Incoming NTLM traffic
Path
Computer Configuration \ Policies \ Windows Settings \ Security Settings \ Local Policies \ Security Options
Setting
Network security. Restrict NTLM. Incoming NTLM traffic
Value during observation
Allow all

Result
No authentication disruption during monitoring.
Settings intentionally excluded
Domain-wide NTLM enforcement
Domain controller scoped NTLM deny rules
Such controls belong in separate domain controller policies.
Deployment
Link the policy to workstation scope only. Validate exclusion of servers and domain controllers. Test on a small workstation sample. Confirm user logon, network access, and Group Policy processing.

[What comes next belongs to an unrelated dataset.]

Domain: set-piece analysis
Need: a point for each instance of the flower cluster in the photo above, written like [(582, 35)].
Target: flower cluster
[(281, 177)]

Expand rollout to all workstations after validation.
Monitoring and Validation
Domain controller security logs provide confirmation. NTLM authentication events reveal hostnames and applications. Windows workstations continue using Kerberos under normal conditions. Legacy dependencies surface quickly.
Issue Handling
Each failure maps to an application or device owner. Authentication methods require upgrade to Kerberos or NTLM v2. Any exception stays scoped, documented, and time-limited.
Follow-Up Hardening
After several clean days of logs, tighten controls further. Change Incoming NTLM traffic to Deny all domain accounts on workstations. Servers follow later under a separate plan.

Outcome
NTLM v1 removal completes on workstations. Default domain authentication continues without disruption. Audit visibility improves. Attack surface shrinks with minimal operational risk.
This process offers a practical first step toward modern Active Directory hardening.